XPath Expression Reference
Note: This document provides a reference for XPath expressions used within Windows API functions for XML processing. Ensure you have a fundamental understanding of XML and XPath concepts before proceeding.
Introduction to XPath
XPath (XML Path Language) is a query language for selecting nodes from an XML document. It is used extensively in Windows development when interacting with XML data, such as configuration files, data serialization, and web services. XPath expressions navigate through the elements and attributes of an XML document.
Core Components of XPath Expressions
XPath expressions are built from several key components:
1. Nodes and Node Types
An XML document is a tree structure. XPath can select different types of nodes:
- Element nodes: Represent XML elements (e.g.,
<element>). - Attribute nodes: Represent attributes of elements (e.g.,
attribute="value"). - Text nodes: Represent the text content within elements.

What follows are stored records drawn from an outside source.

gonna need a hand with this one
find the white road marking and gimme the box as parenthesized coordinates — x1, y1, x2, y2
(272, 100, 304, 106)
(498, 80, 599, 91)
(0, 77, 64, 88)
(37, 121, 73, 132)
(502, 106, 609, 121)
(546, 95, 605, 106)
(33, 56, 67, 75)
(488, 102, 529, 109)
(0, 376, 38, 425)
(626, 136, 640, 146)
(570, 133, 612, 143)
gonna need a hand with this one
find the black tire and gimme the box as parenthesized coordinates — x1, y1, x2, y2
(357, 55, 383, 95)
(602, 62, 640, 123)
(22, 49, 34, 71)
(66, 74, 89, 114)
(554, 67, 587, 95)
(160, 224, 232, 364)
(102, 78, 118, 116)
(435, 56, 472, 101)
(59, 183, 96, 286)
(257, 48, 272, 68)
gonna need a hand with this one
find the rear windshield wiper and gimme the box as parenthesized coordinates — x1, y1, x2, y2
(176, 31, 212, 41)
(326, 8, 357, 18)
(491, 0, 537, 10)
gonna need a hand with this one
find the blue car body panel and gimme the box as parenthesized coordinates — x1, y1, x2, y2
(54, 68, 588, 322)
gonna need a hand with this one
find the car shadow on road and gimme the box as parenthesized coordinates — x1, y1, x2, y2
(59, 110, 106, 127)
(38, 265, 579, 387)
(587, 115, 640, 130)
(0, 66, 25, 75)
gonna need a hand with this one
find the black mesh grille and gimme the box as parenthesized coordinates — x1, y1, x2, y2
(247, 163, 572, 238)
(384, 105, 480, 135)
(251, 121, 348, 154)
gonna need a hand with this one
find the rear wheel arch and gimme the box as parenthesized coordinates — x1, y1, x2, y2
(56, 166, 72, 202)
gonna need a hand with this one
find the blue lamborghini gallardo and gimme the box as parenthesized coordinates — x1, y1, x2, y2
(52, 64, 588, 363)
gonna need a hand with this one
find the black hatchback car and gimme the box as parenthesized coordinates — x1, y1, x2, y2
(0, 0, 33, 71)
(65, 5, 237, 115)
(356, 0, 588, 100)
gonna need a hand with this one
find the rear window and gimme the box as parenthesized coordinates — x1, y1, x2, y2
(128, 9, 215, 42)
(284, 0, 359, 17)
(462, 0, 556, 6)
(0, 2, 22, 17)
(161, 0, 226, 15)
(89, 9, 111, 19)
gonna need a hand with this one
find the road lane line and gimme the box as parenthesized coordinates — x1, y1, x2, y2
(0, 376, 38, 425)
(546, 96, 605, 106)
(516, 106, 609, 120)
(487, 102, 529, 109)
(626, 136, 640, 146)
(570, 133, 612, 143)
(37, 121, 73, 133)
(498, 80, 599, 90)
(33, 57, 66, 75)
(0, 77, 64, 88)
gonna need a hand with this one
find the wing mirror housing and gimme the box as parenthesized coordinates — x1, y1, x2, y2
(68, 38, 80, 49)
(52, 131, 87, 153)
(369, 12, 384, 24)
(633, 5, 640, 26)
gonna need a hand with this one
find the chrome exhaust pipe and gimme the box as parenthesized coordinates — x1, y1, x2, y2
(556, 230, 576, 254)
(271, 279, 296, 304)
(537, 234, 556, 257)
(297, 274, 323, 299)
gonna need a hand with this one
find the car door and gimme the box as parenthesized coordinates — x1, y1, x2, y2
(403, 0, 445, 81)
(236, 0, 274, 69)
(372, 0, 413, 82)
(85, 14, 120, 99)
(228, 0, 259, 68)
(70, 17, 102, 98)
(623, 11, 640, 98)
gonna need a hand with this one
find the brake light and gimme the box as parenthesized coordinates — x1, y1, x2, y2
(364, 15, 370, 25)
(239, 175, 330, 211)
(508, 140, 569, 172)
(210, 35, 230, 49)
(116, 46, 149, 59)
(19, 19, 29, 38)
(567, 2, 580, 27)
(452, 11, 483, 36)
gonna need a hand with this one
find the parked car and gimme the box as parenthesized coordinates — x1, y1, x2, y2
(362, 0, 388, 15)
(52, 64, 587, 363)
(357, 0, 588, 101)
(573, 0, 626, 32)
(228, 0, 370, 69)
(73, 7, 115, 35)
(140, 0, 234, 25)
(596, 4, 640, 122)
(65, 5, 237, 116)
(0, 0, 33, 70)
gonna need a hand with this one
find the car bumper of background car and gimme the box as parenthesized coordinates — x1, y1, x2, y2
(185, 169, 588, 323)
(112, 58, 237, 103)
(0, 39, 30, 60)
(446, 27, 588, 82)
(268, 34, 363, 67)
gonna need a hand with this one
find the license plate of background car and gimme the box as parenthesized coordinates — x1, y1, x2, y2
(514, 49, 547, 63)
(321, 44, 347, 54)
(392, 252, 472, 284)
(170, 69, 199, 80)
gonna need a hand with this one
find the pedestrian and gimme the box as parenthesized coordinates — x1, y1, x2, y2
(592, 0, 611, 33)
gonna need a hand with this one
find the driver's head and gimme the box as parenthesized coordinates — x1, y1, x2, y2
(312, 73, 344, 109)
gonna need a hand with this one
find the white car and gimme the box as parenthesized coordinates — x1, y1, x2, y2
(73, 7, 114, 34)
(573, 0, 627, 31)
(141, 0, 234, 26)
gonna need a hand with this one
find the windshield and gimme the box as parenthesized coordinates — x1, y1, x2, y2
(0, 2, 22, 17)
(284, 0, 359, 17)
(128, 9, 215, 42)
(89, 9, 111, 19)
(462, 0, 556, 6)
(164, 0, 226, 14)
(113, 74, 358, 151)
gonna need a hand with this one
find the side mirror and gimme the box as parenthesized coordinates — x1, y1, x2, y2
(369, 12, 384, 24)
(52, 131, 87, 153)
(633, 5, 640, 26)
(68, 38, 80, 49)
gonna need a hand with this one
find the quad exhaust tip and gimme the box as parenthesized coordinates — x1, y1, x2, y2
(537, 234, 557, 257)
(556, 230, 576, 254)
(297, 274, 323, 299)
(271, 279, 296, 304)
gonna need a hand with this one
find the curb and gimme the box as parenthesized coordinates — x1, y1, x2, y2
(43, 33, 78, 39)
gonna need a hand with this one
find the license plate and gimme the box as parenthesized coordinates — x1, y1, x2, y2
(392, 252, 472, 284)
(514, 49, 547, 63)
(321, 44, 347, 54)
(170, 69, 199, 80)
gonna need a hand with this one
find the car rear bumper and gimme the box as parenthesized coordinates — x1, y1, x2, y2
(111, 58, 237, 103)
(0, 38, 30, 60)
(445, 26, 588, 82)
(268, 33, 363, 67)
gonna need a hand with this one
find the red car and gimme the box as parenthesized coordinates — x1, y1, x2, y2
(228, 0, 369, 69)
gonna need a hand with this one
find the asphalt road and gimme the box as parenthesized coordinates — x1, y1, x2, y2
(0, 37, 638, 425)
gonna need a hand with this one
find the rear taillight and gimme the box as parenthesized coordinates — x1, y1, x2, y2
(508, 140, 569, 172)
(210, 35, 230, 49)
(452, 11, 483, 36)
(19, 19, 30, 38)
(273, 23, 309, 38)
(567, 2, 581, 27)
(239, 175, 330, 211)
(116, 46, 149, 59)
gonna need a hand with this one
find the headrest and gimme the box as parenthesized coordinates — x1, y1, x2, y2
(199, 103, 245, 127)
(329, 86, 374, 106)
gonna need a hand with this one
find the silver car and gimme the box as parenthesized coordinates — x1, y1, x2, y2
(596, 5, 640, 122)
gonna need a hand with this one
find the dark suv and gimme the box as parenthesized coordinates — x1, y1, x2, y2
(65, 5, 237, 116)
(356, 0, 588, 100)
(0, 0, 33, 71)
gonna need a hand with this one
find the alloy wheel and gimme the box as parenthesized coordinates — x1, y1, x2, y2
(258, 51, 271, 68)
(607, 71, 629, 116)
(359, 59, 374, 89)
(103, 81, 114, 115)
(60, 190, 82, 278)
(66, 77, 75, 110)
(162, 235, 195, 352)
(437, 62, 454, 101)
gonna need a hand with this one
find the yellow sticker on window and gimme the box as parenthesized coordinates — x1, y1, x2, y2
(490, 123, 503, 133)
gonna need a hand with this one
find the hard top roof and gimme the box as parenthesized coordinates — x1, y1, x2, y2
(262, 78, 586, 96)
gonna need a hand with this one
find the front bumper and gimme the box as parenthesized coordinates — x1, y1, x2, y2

- Namespace nodes: Represent XML namespaces.
- Root node: The top-level node of the XML document.
2. Path Expressions
These expressions select nodes based on their position in the XML tree. They can be:
- Absolute paths: Start from the root node.
- Relative paths: Start from the current node.
Common Path Steps:
| Syntax | Description | Example |
|---|---|---|
/ |
Selects from the root node. | /root/element |
// |
Selects nodes anywhere in the document, regardless of their position. | //element[@attribute='value'] |
. |
Selects the current node. | . |
.. |
Selects the parent of the current node. | ../parent_element |
@ |
Selects attributes. | @attribute_name |
* |
Wildcard for any element. | /root/* |
@* |
Wildcard for any attribute. | element/@* |
3. Predicates
Predicates are used to filter nodes based on conditions, enclosed in square brackets [].
- Indexing: Select the Nth occurrence of a node.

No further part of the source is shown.